As a few have said, sandbags - If you've got embark points left and don't know what else to get, nobody has ever had too many bags early on. Even if the embark has sand (and glassmaking is awesome so worth looking for sand on embark) those extra bags will come in handy.
Section 2 & 3 -
As someone who long ago adopted quantum stockpiles and really (almost) never (hardly ever) looked back it's interesting for me to see stockpile designs that try to work around the games flaws without totally cheesing it. Seems pretty solid. I might actually give this a go, although I'd be very interested to see the rest of the plans, since I tend to go for metal industry sooner rather than later. I'd make Quickfort plans for all of this too.
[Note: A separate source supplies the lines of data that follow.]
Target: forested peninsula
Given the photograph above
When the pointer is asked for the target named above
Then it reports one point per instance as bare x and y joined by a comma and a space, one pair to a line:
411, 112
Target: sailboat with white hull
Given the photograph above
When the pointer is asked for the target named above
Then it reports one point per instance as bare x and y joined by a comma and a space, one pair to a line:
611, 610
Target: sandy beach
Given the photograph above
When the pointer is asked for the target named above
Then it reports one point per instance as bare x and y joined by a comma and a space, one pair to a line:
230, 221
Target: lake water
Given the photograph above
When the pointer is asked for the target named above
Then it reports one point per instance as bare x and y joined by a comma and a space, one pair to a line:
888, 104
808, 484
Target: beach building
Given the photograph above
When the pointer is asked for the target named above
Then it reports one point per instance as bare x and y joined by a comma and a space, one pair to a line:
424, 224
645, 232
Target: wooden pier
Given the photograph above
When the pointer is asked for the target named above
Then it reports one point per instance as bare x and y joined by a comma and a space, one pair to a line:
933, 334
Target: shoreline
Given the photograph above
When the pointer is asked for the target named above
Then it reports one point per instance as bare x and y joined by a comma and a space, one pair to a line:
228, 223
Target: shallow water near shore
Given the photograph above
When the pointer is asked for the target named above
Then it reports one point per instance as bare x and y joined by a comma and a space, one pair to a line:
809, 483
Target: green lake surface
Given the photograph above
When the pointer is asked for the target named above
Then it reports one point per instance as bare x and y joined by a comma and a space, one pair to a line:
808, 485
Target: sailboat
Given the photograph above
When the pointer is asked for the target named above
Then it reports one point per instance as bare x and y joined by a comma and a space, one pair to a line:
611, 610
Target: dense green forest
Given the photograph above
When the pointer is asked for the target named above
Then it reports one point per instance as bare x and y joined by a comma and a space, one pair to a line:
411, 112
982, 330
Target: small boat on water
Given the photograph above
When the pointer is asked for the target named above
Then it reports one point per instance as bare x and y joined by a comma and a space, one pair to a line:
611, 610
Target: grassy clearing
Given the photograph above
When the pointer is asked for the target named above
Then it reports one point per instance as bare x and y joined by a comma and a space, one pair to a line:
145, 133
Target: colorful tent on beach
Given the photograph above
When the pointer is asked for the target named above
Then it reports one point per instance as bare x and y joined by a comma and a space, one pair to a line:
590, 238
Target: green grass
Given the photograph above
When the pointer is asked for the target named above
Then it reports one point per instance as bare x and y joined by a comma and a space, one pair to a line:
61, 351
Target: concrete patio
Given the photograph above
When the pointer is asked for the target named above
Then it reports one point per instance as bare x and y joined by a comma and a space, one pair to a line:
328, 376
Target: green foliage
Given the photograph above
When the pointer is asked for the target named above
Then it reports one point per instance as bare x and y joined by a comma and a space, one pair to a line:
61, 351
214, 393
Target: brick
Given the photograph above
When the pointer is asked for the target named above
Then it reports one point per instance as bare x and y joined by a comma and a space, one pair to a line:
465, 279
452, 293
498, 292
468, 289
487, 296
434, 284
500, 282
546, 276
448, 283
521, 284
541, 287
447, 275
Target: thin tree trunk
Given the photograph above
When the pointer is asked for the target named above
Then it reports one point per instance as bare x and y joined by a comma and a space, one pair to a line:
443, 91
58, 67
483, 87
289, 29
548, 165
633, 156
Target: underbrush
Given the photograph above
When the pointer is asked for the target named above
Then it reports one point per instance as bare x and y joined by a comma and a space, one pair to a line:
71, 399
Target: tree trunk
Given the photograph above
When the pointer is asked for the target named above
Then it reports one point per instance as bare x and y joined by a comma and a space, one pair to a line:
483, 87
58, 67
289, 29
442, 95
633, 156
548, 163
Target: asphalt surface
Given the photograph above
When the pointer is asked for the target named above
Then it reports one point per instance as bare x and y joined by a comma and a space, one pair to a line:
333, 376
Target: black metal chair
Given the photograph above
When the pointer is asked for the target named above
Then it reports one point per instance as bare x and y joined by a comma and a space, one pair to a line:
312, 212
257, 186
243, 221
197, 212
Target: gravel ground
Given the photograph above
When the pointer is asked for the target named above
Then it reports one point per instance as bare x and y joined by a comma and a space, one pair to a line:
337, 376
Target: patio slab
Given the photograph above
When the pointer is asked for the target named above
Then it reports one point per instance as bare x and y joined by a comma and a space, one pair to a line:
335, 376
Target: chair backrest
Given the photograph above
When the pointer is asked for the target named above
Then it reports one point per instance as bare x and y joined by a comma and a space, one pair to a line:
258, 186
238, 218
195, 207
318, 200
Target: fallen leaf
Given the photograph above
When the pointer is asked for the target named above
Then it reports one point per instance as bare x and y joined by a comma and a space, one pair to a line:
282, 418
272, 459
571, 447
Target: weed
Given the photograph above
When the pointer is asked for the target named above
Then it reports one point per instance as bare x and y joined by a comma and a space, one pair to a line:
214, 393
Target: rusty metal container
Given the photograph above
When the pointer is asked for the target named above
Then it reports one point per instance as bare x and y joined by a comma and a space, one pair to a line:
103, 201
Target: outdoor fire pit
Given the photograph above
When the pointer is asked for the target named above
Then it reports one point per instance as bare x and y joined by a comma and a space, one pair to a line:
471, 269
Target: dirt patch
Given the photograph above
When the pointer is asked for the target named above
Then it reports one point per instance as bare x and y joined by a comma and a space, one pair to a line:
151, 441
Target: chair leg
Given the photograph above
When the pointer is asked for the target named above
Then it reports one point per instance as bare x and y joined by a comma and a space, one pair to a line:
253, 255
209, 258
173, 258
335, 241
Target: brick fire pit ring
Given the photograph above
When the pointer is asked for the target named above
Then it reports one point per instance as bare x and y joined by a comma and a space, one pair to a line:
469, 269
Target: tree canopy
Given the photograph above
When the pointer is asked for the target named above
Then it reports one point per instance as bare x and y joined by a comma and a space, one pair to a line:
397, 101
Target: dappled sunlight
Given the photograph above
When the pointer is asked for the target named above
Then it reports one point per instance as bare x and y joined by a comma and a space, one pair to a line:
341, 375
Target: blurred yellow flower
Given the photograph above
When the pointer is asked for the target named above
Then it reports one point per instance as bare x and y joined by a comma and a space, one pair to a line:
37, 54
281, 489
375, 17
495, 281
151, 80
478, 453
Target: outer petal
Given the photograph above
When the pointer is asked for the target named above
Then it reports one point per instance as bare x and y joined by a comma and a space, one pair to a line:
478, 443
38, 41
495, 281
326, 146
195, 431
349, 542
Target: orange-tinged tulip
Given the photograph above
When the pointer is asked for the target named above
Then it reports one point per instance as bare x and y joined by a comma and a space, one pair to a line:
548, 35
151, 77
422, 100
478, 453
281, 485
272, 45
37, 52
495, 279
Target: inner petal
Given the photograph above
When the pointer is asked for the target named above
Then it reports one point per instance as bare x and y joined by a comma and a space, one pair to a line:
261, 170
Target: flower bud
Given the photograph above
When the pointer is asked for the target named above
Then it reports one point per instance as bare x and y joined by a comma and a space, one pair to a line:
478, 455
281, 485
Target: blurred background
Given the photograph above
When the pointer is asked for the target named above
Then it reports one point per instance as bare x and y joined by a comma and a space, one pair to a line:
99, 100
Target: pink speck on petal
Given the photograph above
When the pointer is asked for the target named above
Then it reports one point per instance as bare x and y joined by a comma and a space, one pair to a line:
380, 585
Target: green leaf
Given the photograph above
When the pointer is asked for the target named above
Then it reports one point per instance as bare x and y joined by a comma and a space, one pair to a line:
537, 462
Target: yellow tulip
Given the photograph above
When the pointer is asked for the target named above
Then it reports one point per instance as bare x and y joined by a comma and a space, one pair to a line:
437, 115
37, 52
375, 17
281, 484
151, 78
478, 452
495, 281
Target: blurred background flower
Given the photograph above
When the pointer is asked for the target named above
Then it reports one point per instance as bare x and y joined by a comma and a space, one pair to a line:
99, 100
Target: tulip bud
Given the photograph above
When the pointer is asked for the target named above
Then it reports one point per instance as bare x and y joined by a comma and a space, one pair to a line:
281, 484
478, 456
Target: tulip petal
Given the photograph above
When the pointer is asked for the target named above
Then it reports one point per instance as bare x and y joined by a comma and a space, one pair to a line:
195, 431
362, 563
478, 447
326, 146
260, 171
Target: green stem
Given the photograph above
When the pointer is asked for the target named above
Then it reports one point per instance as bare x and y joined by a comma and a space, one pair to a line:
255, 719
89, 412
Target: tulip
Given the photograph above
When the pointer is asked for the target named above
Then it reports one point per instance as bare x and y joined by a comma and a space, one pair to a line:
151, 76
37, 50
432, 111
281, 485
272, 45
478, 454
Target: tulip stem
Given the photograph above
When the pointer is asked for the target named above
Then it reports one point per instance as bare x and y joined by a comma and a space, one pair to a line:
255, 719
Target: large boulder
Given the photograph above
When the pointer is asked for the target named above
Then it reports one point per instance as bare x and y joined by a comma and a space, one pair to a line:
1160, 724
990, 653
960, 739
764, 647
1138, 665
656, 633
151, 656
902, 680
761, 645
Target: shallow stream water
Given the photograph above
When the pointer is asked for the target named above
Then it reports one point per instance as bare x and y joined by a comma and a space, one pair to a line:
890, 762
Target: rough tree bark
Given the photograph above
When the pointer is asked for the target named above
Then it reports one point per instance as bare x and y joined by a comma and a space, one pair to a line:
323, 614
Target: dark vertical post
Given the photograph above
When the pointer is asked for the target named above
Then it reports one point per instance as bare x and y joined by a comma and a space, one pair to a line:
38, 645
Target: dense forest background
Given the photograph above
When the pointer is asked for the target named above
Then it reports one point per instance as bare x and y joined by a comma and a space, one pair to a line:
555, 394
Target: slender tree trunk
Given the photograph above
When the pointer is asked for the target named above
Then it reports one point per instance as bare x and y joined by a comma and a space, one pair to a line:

The kitchen & dining layout in particular is interesting to me, since it addresses several faults I still haven't in my current setup. As others have said, farms WAY to big. Especially for 1 grower, and you'll need to let everyone harvest for sure or most of it is gonna rot. I tend to go with 3, 1x7 fertilized strips even for a fairly large fort. 2 seasons for each of the 6 crops, extra pigtails are an idea but I have found that QB for sure and even PH can get by with just 1 planting. Food is just never an issue and booze seldom is either, I will always have more dwarven wine than anything. That being said I do tend to buy all the fruit I can get from caravans for booze variety. I also tend to buy extra thread, dye and even cloth just because I can though, otherwise the 4 field rotation you use might be a necessity. I also don't tend to bother with surface farming.
If you're lucky enough to have a partial aquifier (and you'll need to cheat with DFHack to find and use it reliably) then that bears mention as an invader-proof water supply and is preferable to a river (or maybe you don't have a river...I haven't gone for river embarks since I was a noob). Speaking of rivers, I don't know if it's changed lately, but I've run entire forts off mussels alone - food plus shells for crafts. They just never seem to run out. So fishing bears mentioning as being either very viable or completely useless.
All in all looks like a very viable strategy. I'd love a sneak peak at the rest of your layout if you've already got it planned.
My own personal tips for metal industry, especially since most (bad) advice I've seen seems to be the opposite - If you've got steel making capability (and face it, life without steel isn't worth living) then smelters should go in the sedimentary layers (likely closer to the surface). Being close to the flux, iron and coal cuts down hauling. Magma ASAP, and if that means making a few magma-safe minecarts and hauling them up to dump magma into channels then don't fuck about, just get to it. That 100 level pumpstack (you'll wish you had sand & magma powered glassworks now!) can wait until you build an obsidianfarm or want/need weaponized magma. A single pump above the sea, going into a secured room where you dump the carts, pump it full, then drain it out and fetch the carts will get the job done.
Also if you're building a glass industry, then keeping 1 non-magma glassworks with orders for sand-collection only is handy (probably the same for pottery and clay gathering).